Mehr als ein Jahrhundert diskutierte die Medizin, ob äußere Extrembelastungen überhaupt lang anhaltende psychische Beeinträchtigungen nach sich ziehen können. Im Wandel der Zeit wurde immer wieder diskutiert, (a) ob die Betroffenen an einer reaktiven Krankheit leiden, (b) ob sie simulieren und betrügen, um sich einen finanziellen Vorteil zu erschleichen, (c) ob sie vor dem Ereignis schon psychisch erkrankt waren, (d) ob diese Erkrankungen primär hirnorganische Beeinträchtigungen darstellen, oder (e) ob sie unter einer primären psychischen Störung leiden.
Die Beantwortung dieser Fragen hatte nicht nur Konsequenzen für die Diagnostik und Therapie der extrem Traumatisierten, sondern insbesondere auch für die Begutachtung in Entschädigungsprozessen. Wie haben sich etwa Ergebnisse der Medizin und Psychotherapie auf z.B. die Asylfrage oder die Entschädigung von Folteropfern aus der ehemaligen DDR ausgewirkt?
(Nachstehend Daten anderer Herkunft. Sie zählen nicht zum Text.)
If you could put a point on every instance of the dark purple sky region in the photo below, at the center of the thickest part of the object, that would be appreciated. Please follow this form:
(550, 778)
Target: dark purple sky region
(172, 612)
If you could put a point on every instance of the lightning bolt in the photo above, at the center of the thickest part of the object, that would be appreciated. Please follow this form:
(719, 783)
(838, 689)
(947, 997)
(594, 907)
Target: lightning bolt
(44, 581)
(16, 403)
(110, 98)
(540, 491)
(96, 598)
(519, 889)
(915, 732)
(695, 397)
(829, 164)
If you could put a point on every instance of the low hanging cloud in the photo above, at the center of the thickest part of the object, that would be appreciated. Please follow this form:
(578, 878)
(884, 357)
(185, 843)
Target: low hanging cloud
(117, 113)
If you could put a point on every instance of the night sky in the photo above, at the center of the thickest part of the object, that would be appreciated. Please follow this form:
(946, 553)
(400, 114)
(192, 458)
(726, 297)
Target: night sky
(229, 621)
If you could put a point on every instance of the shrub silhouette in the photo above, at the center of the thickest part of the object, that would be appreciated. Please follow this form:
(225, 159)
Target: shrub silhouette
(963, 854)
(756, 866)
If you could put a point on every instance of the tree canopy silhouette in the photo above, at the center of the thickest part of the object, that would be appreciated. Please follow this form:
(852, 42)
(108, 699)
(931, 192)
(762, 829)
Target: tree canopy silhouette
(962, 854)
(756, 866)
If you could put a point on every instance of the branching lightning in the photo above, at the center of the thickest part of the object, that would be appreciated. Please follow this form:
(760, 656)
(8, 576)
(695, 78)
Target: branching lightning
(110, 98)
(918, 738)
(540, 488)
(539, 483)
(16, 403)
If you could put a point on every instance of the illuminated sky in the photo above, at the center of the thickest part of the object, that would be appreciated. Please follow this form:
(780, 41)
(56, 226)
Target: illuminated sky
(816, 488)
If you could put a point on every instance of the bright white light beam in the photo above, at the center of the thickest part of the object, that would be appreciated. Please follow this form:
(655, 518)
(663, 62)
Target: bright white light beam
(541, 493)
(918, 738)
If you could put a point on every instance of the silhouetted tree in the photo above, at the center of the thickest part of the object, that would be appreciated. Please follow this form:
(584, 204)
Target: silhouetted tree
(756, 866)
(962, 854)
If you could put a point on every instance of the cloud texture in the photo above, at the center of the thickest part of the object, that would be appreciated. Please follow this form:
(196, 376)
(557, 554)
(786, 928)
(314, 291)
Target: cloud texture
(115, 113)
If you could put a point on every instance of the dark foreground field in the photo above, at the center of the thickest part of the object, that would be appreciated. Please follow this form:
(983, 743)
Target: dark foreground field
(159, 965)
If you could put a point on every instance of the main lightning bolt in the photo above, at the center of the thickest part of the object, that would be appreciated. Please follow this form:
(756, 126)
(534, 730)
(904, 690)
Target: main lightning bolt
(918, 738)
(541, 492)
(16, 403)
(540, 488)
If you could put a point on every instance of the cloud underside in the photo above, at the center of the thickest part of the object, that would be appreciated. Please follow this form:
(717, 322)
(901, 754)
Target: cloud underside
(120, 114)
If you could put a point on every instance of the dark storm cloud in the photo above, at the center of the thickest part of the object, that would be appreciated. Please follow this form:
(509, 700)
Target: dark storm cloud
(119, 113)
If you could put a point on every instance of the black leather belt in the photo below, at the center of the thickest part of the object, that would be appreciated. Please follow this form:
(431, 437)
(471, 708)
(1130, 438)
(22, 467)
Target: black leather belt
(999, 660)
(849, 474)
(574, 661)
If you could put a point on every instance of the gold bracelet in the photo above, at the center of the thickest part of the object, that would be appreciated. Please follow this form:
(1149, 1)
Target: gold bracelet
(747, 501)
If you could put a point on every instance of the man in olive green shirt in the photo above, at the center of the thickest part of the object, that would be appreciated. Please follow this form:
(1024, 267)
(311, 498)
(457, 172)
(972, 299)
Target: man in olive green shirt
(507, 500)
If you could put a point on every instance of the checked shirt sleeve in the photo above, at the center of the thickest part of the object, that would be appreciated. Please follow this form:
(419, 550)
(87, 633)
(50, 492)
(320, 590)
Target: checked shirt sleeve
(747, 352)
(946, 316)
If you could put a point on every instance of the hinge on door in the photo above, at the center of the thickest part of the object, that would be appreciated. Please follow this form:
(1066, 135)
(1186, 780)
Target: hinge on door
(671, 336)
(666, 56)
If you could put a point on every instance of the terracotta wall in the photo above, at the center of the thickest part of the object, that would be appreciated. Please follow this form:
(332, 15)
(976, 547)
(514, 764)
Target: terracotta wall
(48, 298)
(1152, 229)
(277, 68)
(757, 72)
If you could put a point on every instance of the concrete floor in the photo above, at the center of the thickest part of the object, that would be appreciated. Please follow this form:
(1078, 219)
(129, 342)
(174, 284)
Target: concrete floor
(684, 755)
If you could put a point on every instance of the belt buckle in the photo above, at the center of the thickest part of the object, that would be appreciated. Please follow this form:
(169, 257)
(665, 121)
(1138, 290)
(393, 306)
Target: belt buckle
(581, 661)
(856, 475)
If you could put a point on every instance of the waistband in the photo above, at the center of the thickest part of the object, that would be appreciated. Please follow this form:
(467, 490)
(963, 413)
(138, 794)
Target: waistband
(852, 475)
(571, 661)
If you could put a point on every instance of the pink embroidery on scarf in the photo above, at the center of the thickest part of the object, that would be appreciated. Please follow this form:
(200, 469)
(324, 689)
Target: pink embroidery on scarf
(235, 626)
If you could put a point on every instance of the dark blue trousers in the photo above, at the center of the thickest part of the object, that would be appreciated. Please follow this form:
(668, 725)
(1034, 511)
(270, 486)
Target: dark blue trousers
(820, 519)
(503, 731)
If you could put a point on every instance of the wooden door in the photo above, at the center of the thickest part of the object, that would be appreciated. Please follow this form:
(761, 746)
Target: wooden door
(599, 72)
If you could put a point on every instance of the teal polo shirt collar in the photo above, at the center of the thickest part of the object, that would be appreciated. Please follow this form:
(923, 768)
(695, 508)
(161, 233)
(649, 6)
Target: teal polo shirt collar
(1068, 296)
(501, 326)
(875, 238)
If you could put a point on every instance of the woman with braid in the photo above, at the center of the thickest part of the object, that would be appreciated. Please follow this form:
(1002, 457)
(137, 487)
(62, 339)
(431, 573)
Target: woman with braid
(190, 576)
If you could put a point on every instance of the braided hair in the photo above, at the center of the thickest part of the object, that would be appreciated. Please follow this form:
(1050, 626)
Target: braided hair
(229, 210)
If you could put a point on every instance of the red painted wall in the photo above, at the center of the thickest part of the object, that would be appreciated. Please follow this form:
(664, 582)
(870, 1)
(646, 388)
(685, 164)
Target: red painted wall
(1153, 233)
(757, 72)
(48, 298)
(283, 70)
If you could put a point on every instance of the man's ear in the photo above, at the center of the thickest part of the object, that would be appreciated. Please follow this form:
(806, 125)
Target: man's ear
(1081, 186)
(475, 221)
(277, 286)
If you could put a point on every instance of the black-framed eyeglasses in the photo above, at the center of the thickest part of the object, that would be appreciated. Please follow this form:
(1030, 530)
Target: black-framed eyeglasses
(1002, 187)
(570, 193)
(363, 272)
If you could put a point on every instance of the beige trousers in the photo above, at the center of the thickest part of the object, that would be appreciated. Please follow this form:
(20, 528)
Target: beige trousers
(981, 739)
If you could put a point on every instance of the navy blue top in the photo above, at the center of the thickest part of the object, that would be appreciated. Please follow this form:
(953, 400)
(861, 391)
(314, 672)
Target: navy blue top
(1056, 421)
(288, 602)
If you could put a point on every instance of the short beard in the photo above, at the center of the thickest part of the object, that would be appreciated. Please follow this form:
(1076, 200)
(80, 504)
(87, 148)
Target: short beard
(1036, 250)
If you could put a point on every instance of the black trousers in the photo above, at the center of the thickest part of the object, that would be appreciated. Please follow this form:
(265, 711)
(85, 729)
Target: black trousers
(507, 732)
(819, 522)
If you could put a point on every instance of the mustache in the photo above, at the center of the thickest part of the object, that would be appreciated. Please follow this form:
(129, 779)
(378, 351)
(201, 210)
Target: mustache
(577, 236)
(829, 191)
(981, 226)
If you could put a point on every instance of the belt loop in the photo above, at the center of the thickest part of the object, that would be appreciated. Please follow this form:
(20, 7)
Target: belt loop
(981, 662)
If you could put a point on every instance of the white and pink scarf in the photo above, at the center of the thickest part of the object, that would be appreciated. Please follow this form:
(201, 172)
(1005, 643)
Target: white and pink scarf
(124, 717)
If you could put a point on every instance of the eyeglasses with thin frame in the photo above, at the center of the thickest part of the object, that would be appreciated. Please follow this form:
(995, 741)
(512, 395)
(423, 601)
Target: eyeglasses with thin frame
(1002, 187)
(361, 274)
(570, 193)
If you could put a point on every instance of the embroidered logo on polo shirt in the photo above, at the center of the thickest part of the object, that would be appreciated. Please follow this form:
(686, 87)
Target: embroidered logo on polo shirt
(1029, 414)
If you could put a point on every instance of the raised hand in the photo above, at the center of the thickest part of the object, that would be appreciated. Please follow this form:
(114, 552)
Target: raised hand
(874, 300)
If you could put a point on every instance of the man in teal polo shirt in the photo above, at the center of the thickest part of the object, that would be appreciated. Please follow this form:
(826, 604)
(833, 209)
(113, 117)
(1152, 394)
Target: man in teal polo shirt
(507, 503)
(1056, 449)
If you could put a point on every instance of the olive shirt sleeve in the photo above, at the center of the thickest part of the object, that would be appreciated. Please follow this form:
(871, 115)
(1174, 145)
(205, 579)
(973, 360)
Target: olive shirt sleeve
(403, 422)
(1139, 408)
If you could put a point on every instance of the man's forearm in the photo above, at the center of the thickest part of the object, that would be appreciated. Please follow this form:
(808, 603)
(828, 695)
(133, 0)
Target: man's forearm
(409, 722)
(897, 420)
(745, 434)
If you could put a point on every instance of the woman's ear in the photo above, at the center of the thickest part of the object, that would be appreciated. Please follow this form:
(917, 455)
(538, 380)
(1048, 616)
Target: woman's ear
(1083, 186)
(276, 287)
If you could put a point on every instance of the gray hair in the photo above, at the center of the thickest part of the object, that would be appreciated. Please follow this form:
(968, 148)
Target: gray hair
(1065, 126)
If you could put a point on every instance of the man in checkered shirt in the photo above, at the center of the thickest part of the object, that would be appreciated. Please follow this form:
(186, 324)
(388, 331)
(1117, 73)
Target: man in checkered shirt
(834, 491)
Und – wenn überhaupt – gibt es Untersuchungen über die Täter?
Folter wird in der Medizin und Psychologie als extreme Traumatisierung verstanden und im Rahmen der Posttraumatischen Belastungsstörung aber auch in den Krankheitsbildern Anpassungsstörung oder lang anhaltende Persönlichkeitsveränderung diskutiert. Die PTBS-Diagnose erweist sich häufig als unzureichend, um Folgestörungen nach Extrembelastungen zu beschreiben und es stellt sich die Frage nach der spezifischen Krankheitsentität als Folge der Folter. Zur Beantwortung dieser Frage soll nicht nur die deutschsprachige Literatur herangezogen werden sondern auch auf den aktuellen Kontext in der englischsprachigen Literatur ausgegriffen werden.

 

Medizinisch-Psychologische Untersuchung

von Maximiliane Brandmaier

Das derzeitige, von der UN-Anti-Folter-Konvention geprägte Verständnis der Folter als staatlich veranlasste, vorsätzliche Zufügung großer körperlicher oder seelischer Schmerzen oder Leiden zu einem bestimmten Zweck verleitet dazu, in ihr eine folgenlose Kombination von Körperverletzung und Nötigung zu sehen, was sich so zwar auch in visuellen Darstellungen findet, mit den neueren medizinischen und psychologischen Erkenntnissen aber nicht in Einklang steht. Um diese Diskrepanz zu erhellen, sollen die komplexen der Folter für die Überlebenden anhand eines systematischen Reviews empirischer Studien untersucht werden.
Die medizinisch-psychologische Forschung zu Traumatisierung hat in den letzten 20 Jahren das Wissen über die schweren und lang anhaltenden gesundheitlichen Folgen extremer Gewalt maßgeblich erweitert. Doch noch immer gibt es im Vergleich zur allgemeinen Traumaforschung wenig wissenschaftliche Erkenntnisse über die komplexen gesundheitlichen Folgen, welche durch Folter verursacht werden. Solche Erkenntnisse sind nicht nur notwendig, um die Folgen von Folter umfassend abschätzen zu können und Betroffenen entsprechend juristische Anerkennung zu verschaffen. Es bleibt auch eine offene Frage, ob Folter im Vergleich zu anderen Formen extremer Gewalt spezifische gesundheitliche Konsequenzen hat (Steel et al. 2009) und welche therapeutischen Hilfen sich als hilfreich für die Überlebenden erweisen.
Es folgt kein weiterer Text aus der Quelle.